The results of our study in consanguineous SLI families are consistent with previous genetic loci associated with SLI. There are four SLI loci (5p, 14q, 17q, and 22q) identified previously in the RCI population that we replicated in our PKSLI families. A maximum linkage score of 1–1.15 was achieved previously at 5p, 14q, and 22q under parametric linkage analysis. We achieved these regions with homozygosity mapping except in chromosome 14q where multipoint linkage of 2.37 was obtained as well. The locus on chromosome 17q was reported previously with a significant p-value under non-parametric linkage analysis. We did not identify linkage at 17q but found a HR that overlaps with the previously identified linkage region in the Chilean family. Our analysis identified SLI regions that were previously reported for the same phenotype, which may suggest the involvement of shared genes or gene pathways responsible of language impairment (Tables 1 and 3) . Chromosomal loci, 14q and 22q are our potential candidates, as they are identified through linkage mapping as well as through homozygosity mapping. Other chromosomal loci, 5p and 17q are our suggestive loci as they are obtained through homozygosity mapping, though no linkage was observed in these loci. In the UK SLI families, chromosome 5p was reported as maternal parent-of-origin effects, while it was identified in the Chilean SLI family as a suggestive locus [21, 22]. These results suggest intrafamilial heterogeneity in our large PKSLI families, even with high rates of consanguinity. Our data suggest that multiple genes are implicated in familial SLI.
Linkage analysis was done in Canadian SLI families under autosomal dominant and recessive modes of inheritance with variable disease penetrance. A significant evidence of linkage was observed at 13q21 with reading impairment (RI) in Canadian SLI families. Two other loci, 2p22 and 17q23, produced suggestive linkage with language impairment (LI) and RI, respectively . Our linkage loci reported on 2q33 and 2q37 do not overlap with the previously identified locus on chromosome 2p. The lack of overlap could be due to the use of different phenotype measures or these regions are simply two independent SLI loci, 2p22 with a stronger link to RI  and the 2q33 and 2q37 segregating with LI. Another study identified a 4 kb deletion in 2q36.3 that deleted a coding exon of TM4SF20 in several South Asian families segregating early language delay . We did not find linkage or homozygosity of this region in our SLI families. However, the TM4SF20 locus is located adjacent to the linkage locus we report on 2q (Table 1). This suggests additional studies may be helpful to refine these regions to chromosome 2q.
We obtained an evidence of linkage to chromosomes 2q33, 14q22, and 22q13 in PKSLI05 branch-d. The strongest linkage with a multipoint LOD score of 4.18 was identified at chromosome 2q33 but this LOD score was not obtained with the additive analysis of the whole family. In order to understand why the LOD scores increased in branch-d compared with the full PKSLI05 family, haplotypes were built on chromosome 2q33 (Supplementary Fig. 1). We used MERLIN to build haplotypes in all branches of this family and drew them in the pedigree using Haplopainter. The haplotypes were later analyzed and drawn manually in the full pedigree of PKSLI05 using Adobe Illustrator (Supplementary Fig. 1). Two haplotypes, red and dark blue are consistently present in all affected individuals of branch-d. It is obvious that both haplotypes are ancestrally inherited without any cross over events. It is likely that these haplotypes are inherited from ancestors 05026 and 05033, in which these haplotypes are inferred. The relationship of these individuals is unknown as drawn in PKSLI05 and the haplotypes ruled out the possibility of common ancestors of 05026 and 05033. Both haplotypes (red and dark blue) are not seen in other branches of PKSLI05. Distribution of the red haplotype in branch-d might be a fair explanation of the higher LOD score in this branch of the family.

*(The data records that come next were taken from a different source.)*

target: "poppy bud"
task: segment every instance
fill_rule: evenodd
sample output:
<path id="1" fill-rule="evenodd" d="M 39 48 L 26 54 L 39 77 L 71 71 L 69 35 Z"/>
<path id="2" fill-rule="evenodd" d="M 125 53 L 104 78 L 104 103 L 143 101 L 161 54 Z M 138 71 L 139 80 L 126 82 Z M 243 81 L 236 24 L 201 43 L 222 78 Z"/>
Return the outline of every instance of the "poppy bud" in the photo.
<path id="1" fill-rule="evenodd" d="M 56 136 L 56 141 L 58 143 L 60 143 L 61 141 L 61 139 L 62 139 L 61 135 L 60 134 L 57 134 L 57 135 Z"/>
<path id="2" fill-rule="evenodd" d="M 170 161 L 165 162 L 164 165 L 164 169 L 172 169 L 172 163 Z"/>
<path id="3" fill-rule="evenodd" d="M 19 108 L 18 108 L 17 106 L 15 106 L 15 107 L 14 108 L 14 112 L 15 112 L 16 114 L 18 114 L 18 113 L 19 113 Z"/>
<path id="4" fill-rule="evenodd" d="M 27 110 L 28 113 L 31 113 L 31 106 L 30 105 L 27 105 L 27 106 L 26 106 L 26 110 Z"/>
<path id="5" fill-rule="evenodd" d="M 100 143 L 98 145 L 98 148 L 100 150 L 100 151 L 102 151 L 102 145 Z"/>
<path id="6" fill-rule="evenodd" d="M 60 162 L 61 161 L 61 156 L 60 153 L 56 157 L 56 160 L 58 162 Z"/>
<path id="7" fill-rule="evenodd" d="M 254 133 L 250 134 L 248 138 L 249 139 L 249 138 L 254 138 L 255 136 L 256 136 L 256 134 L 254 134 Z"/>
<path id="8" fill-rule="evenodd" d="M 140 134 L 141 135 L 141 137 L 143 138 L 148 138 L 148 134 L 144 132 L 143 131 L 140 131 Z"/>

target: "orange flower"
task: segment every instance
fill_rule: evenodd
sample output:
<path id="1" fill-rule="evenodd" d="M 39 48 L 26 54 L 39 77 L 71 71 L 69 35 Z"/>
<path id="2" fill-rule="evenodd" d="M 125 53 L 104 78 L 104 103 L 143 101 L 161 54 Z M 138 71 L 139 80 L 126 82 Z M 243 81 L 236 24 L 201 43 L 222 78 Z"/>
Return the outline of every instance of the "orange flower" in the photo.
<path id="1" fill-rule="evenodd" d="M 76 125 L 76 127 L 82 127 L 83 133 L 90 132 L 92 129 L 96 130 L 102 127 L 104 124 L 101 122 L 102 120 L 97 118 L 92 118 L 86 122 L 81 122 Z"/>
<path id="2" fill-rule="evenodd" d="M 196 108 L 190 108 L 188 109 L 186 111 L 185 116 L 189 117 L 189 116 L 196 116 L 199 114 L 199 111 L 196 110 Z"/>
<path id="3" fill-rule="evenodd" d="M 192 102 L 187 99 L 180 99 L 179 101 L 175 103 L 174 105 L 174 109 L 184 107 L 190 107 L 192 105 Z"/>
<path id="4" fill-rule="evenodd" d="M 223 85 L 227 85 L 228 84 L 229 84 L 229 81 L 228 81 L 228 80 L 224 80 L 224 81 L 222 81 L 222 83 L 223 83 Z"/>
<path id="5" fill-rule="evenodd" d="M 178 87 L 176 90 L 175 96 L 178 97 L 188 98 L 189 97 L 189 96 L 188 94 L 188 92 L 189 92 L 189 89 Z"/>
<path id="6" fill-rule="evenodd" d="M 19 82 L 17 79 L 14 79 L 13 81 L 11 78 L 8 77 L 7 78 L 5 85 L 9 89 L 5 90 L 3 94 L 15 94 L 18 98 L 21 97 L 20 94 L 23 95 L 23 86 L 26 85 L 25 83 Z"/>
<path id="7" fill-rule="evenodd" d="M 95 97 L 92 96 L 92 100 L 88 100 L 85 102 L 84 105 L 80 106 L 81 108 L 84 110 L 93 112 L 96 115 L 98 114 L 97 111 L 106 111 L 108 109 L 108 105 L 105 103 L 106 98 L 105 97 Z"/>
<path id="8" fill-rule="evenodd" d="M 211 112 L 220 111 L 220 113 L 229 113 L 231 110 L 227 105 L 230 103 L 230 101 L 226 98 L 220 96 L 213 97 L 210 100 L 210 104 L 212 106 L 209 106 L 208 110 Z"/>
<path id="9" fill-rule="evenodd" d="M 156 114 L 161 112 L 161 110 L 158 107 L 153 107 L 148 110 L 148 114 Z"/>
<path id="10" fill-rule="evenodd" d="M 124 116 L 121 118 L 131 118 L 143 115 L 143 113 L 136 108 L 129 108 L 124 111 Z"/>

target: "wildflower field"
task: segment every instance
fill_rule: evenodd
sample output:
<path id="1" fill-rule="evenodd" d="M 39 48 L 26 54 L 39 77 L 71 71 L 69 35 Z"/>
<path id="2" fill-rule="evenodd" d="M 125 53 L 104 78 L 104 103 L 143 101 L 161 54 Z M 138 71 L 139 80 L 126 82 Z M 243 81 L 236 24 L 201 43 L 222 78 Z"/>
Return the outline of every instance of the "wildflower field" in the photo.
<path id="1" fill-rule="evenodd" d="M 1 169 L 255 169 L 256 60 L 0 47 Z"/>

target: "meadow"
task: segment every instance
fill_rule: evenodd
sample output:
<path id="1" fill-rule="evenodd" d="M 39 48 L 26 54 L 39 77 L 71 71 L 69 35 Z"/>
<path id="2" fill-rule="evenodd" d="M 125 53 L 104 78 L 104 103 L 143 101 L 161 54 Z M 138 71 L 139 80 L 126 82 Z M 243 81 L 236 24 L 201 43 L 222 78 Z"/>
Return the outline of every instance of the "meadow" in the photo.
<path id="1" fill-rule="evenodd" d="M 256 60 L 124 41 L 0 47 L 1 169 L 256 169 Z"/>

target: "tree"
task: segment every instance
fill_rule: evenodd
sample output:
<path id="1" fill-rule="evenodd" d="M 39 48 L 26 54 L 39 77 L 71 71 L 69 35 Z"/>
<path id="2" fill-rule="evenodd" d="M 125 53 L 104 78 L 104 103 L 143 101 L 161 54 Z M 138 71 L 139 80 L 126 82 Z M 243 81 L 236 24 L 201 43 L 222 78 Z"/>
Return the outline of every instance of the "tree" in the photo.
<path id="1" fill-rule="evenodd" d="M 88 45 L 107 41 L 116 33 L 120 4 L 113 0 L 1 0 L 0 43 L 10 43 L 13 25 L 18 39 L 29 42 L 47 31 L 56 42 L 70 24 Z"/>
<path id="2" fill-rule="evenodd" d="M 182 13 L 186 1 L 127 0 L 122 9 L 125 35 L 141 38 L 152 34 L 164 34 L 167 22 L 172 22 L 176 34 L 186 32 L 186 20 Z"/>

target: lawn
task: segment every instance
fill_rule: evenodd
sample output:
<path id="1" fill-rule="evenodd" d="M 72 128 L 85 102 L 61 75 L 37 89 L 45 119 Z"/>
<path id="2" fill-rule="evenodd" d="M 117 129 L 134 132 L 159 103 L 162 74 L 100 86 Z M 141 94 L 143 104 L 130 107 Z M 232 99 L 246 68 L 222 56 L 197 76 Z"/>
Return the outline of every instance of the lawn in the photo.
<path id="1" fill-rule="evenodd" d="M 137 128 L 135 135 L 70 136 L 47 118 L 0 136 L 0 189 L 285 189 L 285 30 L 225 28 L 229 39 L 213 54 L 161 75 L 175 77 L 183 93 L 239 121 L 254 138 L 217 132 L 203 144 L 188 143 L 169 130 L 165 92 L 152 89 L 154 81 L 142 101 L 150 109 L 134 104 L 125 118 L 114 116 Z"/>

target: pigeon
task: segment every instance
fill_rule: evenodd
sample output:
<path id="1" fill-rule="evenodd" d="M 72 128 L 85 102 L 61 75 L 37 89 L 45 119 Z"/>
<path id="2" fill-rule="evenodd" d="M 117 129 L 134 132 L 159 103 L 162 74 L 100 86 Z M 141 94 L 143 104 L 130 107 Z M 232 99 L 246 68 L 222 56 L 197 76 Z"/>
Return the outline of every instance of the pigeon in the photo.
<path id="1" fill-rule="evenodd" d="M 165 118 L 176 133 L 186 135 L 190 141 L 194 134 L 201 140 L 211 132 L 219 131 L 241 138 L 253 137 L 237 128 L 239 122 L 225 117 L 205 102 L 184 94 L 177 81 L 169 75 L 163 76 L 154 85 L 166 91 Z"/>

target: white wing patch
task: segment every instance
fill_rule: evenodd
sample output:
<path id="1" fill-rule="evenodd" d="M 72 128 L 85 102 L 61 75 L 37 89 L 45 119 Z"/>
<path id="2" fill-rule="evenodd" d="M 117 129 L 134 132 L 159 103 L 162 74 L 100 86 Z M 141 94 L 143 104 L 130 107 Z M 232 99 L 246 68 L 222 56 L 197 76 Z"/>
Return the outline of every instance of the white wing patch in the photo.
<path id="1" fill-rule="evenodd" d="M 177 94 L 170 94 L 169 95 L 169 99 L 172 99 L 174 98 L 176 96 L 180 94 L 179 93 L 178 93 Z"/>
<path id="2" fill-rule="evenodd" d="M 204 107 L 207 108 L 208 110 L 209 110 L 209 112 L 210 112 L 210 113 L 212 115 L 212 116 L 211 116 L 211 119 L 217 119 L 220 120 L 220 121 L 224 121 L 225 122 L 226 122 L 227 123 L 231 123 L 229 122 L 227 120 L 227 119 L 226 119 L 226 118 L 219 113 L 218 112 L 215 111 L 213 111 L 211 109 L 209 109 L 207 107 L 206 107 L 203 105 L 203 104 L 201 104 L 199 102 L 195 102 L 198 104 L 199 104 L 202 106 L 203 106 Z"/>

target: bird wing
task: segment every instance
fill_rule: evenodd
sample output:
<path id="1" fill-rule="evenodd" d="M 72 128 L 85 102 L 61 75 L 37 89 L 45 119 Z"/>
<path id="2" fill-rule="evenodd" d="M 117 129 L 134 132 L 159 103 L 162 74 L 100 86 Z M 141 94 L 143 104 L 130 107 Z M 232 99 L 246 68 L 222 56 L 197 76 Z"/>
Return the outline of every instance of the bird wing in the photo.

There are several genes identified to each linkage region (Supplementary Tables 1–4). There were over 100 genes located on chromosome 2q linkage region (Supplementary Table 1). Two genes, MAP2 and CREB1 in this region might be of interest to SLI. MAP2 (microtubule-associated protein 2) plays a role in dendrite development in the developing brain . A deletion of a region at 2q34 was reported in a 14-year old with ASD and symptoms of Rett syndrome . Though these disorders differ significantly from SLI, MAP2 could be an interesting candidate for SLI based on its involvement in dendritic development. The cAMP (cyclic adenosine monophosphate) pathway is involved in long-term memory formation . There have been many reports of memory abilities in children with SLI. The SLI Consortium reported the first linkage analysis of SLI using the non-word repetition task, which measures a working memory, as one of the phenotype measures [17, 44]. CREB1 regulates the transcription of multiple genes, including BDNF . BDNF, located on chromosome 11, encodes brain-derived neurotrophic factor.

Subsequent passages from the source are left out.